Janzen closed her remarks with a poem of her own, written specifically for the 622 members of the graduating class. "Travelers, seek the spheres," the poem concluded. "Your destination never nears. You do not/finish here. You begin."

Earlier in the day the Rev. Stephen M. Norden, founding pastor of New Hope Reformed Church of Powell, Ohio, delivered the Baccalaureate sermon, titled "The Thoughts That Underlie Hope."

He based his text on Hebrews 6:13-20, which notes that God's promises are fulfilled in Jesus Christ: "We have this hope, a sure and steadfast anchor of the soul, a hope that enters the inner shrine behind the curtain, where Jesus, a fore-runner on our behalf, has entered..."

Norden cautioned against seeking the wrong kind of hope, since it ultimately will fail to prove lasting. The inadequacy of false hope, he said, is apparent in the face of the challenges levied by the world.

"As I watch, listen and read about what is happening in our culture, it occurs to me that a pall of grim hopelessness hangs over us," he said. "As we live with the aftermath of 9/11, as we daily confront the toll that the war in Iraq extracts in human life and on our national psyche, as each of us tries to navigate our way in a volatile economy, hope seems to be in short supply. I wonder if the erosion of hope is a consequence of our searching for hope in the wrong places or misunderstanding the very substance of hope."

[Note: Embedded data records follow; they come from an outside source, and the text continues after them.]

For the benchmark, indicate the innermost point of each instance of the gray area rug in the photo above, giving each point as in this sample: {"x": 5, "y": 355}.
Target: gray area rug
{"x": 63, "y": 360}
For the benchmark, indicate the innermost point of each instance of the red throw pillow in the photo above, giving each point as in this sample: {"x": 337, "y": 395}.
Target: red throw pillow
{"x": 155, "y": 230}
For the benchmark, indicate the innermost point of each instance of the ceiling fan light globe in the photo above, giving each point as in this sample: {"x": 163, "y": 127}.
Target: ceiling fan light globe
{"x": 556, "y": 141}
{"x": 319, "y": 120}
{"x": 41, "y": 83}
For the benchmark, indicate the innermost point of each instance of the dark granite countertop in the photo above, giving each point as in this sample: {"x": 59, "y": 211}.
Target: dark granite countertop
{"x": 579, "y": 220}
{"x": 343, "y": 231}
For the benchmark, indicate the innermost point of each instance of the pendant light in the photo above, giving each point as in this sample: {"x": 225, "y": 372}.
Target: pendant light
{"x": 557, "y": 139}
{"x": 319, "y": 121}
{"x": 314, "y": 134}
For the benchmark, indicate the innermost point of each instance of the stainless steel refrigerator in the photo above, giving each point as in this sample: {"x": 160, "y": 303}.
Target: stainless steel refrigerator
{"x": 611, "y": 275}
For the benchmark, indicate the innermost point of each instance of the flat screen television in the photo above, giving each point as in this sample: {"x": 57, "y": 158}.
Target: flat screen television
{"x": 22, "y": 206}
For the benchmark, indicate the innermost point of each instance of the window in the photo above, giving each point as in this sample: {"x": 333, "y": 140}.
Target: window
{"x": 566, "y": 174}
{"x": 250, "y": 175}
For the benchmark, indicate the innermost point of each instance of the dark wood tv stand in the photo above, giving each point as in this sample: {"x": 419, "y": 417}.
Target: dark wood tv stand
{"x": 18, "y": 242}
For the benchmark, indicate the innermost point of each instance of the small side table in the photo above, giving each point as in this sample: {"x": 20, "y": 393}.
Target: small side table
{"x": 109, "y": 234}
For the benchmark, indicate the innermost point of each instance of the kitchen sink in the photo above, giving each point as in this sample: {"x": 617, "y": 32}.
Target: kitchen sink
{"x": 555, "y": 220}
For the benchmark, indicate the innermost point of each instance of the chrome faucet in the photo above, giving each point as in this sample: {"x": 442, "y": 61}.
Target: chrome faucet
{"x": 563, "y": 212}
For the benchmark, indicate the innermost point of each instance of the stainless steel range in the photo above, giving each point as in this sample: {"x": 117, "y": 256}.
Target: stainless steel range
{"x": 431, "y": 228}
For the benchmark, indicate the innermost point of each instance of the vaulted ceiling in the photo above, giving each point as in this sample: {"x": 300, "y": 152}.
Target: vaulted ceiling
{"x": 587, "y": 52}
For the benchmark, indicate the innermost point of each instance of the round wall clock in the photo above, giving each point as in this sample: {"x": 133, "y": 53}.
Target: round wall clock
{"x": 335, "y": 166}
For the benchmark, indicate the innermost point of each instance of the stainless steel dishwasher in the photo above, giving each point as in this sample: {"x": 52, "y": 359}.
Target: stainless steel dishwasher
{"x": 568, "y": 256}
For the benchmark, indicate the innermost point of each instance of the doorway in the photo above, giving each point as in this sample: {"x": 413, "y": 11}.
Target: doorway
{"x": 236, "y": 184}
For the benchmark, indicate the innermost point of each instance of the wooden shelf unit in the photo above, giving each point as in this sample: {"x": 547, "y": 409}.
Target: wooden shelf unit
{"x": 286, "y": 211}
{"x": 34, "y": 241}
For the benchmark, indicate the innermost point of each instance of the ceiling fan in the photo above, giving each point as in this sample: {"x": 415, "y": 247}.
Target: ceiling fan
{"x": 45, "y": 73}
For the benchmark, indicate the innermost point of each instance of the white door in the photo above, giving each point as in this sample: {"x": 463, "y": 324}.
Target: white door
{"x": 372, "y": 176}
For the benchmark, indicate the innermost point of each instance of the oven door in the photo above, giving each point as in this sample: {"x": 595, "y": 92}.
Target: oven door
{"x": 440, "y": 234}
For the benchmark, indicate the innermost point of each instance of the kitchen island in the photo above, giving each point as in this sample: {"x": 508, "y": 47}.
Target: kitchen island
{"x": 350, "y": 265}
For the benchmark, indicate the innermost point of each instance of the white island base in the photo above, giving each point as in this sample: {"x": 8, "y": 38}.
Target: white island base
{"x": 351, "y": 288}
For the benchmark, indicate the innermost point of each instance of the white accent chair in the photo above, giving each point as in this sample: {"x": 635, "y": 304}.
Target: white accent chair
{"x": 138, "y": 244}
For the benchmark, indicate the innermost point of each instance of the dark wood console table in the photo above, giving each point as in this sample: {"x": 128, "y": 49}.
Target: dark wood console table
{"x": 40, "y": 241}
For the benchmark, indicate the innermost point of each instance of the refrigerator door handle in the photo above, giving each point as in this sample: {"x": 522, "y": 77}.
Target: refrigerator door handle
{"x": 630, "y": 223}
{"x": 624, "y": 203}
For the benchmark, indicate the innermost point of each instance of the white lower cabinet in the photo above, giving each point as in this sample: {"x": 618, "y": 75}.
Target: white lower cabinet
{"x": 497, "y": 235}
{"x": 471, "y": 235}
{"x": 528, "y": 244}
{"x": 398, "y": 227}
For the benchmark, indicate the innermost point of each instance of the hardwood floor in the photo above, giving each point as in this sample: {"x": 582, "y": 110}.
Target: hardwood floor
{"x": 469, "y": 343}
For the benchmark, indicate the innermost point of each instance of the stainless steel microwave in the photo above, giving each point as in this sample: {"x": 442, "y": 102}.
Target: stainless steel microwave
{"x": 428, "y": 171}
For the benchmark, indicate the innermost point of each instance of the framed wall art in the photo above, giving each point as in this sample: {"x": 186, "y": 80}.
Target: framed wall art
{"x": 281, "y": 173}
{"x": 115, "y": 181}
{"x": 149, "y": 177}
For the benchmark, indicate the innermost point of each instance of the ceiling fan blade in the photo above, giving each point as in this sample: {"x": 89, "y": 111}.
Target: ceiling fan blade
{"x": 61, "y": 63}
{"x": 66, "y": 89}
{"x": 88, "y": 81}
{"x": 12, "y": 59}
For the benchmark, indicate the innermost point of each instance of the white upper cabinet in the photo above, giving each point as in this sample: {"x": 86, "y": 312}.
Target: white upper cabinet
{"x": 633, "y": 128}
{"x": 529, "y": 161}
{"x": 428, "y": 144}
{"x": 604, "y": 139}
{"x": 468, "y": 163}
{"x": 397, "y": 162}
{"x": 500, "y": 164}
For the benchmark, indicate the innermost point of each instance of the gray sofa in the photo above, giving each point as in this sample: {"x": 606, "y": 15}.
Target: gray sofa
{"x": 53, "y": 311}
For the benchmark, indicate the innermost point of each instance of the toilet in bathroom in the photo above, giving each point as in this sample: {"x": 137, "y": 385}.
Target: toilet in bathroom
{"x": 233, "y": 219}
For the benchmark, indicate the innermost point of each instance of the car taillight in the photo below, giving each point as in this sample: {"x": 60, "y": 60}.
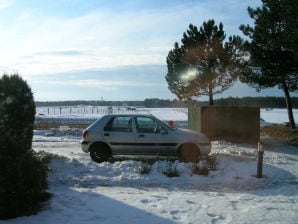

"Authentic hope is not a consequence of wishful thinking," he said. "Certainly all of us have wishes for ourselves, for others, for our futures and, in large measure, these wishes are products of our desires, reflections, the perceptions of what we think would be best or satisfying for us. But, when all is said and done, hope that is the result of wishful thinking is nothing more than a self-induced subjective response to something we want. And no matter how hard we try to buttress that hope with personal energy or personal guts and gusto, the sad reality is that wishful thinking will at some point in time prove to be inadequate."

In contrast, he said, Jesus Christ offers lasting hope, even while at the same time demanding that the focus be taken away from oneself. It is a message at odds, he said, with the efforts of "a culture that is constantly trying to convince us that we are at the center of the universe."

"It is no secret that our Lord's message of discipleship is as counter-cultural today as it was when he first proclaimed it," Norden said. "But the message that Jesus would have us learn is that following him does not equate to a life of drudgery, tedium and mediocrity but one that generates hope the more we spend our lives in serving Christ by serving others."

Norden also said that "authentic hope inspires imagination." He recalled the Old Testament prophet Joel, "who prophesied of that day when God's Spirit would be poured out on all people, that day when God's daughters and sons would prophecy, and old men would dream dreams and young men would see visions for the Spirit would be alive in all."

"If I could both encourage and exhort you in any way, Class of 2006, I would do so by offering this: God's spirit is alive and at work in you," he said.

"Let the Holy Spirit's power in you, allow this hope that anchors your soul, to inspire you to dream new dreams, to harness the power of your imagination, to grasp hold of the visions that God has given you and cause them to come to fruition."